Утром, наскоро приведя себя в порядок, Шарапов поторопился к известному ему особняку на Миллионной улице. Войдя в подъезд дома, он увидел осанистого швейцара, с медалями, который стоял возле двери, держа в руке какую-то поклажу. На выходе Шарапов также приметил аккуратно стоящие чемоданы и баулы.
— Скажите... — спросил он. — Барин ваш дома?
— Он-то? Дома покамест. Но ежели вы к нему, ваше благородие, нужно будет поторопиться потому, что граф может после обеда уехать к себе в деревню.
— Как уехать? А юбилей? — опешил журналист.
— А вот так.
Швейцар двинулся было назад, но вдруг остановился, посмотрел на Шарапова нерешительно и сказал, понизив голос: — Барыня пока почивает, а я осмелюсь доложить о вас барину. Как прикажете доложить?
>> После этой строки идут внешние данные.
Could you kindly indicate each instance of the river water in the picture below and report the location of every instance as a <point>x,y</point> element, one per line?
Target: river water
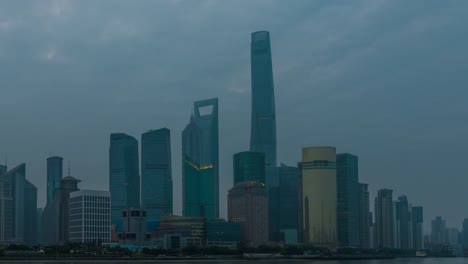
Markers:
<point>391,261</point>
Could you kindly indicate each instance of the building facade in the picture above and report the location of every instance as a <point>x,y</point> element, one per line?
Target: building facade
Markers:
<point>54,176</point>
<point>124,176</point>
<point>89,217</point>
<point>200,162</point>
<point>248,206</point>
<point>417,220</point>
<point>347,176</point>
<point>384,219</point>
<point>156,174</point>
<point>249,166</point>
<point>288,203</point>
<point>363,219</point>
<point>319,194</point>
<point>263,126</point>
<point>403,223</point>
<point>55,217</point>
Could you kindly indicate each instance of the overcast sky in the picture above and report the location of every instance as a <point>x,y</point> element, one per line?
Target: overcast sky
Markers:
<point>384,80</point>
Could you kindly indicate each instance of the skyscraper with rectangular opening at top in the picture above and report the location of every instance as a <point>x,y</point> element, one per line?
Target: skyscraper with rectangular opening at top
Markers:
<point>200,161</point>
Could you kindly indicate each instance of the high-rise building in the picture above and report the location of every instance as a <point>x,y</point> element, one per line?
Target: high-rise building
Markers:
<point>156,174</point>
<point>18,180</point>
<point>403,223</point>
<point>124,177</point>
<point>318,191</point>
<point>263,126</point>
<point>347,180</point>
<point>89,217</point>
<point>54,176</point>
<point>30,214</point>
<point>200,161</point>
<point>56,215</point>
<point>417,221</point>
<point>464,233</point>
<point>6,206</point>
<point>248,206</point>
<point>384,219</point>
<point>438,231</point>
<point>288,203</point>
<point>363,217</point>
<point>249,166</point>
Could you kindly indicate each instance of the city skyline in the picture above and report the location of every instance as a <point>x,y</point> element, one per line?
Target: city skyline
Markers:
<point>89,162</point>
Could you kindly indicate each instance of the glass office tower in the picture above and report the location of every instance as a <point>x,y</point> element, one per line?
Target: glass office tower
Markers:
<point>200,161</point>
<point>156,173</point>
<point>124,178</point>
<point>249,166</point>
<point>347,175</point>
<point>54,175</point>
<point>263,127</point>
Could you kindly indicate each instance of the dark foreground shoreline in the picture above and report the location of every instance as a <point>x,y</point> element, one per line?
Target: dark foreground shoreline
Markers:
<point>188,258</point>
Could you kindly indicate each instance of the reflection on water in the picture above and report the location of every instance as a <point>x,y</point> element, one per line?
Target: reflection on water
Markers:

— Скажи, что дворянин, издатель Шарапов из «Русского труда», — сказал Сергей Фёдорович, протягивая свою визитную карту с загнутым правым верхним углом. — Хотел бы взять интервью для нашей газеты у графа.
За спиной швейцара был великолепный вестибюль с превосходным паркетом, торжественный, как в театре, — устланный коврами, с маршами, ступени легко вились вверх к последней площадке, украшенной громадным зеркалом, расходящимся в разные стороны. Под ярким светом люстры и торшеров помещение блестело так, что после сумеречных номеров на Лиговке перед глазами невыспавшегося Шарапова всё поплыло, и он, человек, многое повидавший на своём веку, несколько растерялся.
— Милости прошу, — раздался сверху доброжелательный уверенный голос. Шарапов поднял голову — перед ним стоял сам хозяин, грузный, седовласый, в домашней куртке, поверх которой была наброшена генеральская шинель, в комнатных тапочках.